Given the audience, that was the question Torin had expected to hear first. “I’ll cede my military pension.”

“How much of it?”

“All of it.”

“Oh, yeah. That’s just great.” A mocking voice rose above the murmur as the man with the ginger mustache who’d confronted her at the funeral moved to the front of the crowd. “You take that ship off to play hero against the pirates, and we’ll get sweet fuk all because you’ll be dead, and they don’t pay pensions to the dead.”

“I don’t plan on dying.”

“No one plans on dying.”

“You’d be surprised.”

He had his mouth open again, and Torin was seconds from putting her fist in it when Pedro called out. “You can have our small ship.”

He didn’t mean have as
have it to save Craig
, he meant have as in he’d take the pension. She could hear it in his voice. “I need a ship with a weapon mounted.”

“The
Second Star
has a recessed BN-344. We use it to cut debris apart.”

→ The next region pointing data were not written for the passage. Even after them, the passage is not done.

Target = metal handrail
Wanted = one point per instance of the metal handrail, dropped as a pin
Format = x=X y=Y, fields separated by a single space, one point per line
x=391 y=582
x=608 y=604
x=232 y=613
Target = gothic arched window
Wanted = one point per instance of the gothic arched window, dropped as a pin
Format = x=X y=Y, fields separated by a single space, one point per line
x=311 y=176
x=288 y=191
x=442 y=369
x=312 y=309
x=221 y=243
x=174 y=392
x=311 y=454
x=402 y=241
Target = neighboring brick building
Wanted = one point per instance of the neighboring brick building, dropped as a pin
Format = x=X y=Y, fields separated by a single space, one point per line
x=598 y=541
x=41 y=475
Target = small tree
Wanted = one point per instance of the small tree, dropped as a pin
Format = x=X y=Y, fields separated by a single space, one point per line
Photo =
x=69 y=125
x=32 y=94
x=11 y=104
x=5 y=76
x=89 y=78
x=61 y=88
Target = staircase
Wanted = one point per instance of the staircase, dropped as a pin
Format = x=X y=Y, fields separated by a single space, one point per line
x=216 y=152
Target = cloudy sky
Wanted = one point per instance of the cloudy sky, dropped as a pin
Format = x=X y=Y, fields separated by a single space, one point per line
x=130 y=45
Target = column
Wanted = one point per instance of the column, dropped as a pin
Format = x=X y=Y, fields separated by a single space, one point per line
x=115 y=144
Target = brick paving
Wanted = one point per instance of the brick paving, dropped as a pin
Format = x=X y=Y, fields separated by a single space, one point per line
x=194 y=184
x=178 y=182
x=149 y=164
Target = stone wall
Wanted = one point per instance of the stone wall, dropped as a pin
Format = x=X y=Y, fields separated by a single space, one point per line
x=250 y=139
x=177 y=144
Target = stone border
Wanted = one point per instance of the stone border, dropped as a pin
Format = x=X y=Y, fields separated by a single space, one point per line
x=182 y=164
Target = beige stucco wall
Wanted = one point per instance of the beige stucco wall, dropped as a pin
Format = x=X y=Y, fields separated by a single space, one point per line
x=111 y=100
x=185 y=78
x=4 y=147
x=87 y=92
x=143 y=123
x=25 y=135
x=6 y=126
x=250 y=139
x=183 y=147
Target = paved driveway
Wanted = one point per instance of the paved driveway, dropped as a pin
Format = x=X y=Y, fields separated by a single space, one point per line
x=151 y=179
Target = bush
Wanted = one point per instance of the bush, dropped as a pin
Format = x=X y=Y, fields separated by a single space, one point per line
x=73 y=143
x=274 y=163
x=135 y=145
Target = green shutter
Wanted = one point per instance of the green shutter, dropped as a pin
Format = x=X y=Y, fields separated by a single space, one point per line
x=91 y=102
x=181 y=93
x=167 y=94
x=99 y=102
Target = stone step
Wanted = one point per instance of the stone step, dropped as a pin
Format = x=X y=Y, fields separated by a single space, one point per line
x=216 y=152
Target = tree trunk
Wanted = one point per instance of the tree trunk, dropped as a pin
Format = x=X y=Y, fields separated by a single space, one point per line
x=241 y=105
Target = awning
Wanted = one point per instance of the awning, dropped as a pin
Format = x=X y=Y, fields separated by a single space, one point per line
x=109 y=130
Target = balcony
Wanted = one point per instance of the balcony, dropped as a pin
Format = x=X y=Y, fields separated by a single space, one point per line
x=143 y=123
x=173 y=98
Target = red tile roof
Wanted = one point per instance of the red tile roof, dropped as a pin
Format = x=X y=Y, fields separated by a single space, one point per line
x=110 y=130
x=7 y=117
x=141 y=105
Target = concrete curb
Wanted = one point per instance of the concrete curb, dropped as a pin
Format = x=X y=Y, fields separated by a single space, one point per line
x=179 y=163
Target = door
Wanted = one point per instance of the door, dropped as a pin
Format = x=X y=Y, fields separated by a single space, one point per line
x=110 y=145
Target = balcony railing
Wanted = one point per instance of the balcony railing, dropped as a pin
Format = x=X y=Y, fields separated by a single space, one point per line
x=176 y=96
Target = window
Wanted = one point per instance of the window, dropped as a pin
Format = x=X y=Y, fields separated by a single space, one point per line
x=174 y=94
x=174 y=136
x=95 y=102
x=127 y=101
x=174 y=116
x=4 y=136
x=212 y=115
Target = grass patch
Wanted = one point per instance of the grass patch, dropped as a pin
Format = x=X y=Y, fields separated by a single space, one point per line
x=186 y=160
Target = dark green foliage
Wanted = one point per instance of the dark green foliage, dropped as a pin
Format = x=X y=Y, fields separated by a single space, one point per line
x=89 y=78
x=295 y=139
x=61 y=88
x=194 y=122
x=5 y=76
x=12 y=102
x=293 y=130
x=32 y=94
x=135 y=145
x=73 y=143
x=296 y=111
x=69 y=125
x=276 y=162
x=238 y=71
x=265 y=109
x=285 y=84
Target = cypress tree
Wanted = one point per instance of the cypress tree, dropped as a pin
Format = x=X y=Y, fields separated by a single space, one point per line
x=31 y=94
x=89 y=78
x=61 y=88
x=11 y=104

The BN-344 was the big half sister of the BN-4, the cellular disrupter /tight band laser the Corps carried in those places a projectile weapon would be unwise. Without the cellular disrupter attached, the big laser could
also
be used as a cutting tool. Her lip curled, but she nodded. His small ship was almost the same base model as the
Promise
. She could get it from point A to point B. “Deal.”

The crowd parted as she jumped off the stage. For a moment she wished they hadn’t—laying hands on even one of them would have helped her mood—then she ignored them. Their business wasn’t her business. The crowd stayed parted behind her, and she could hear Presit following. The reporter had sharp claws and no compunction about using them.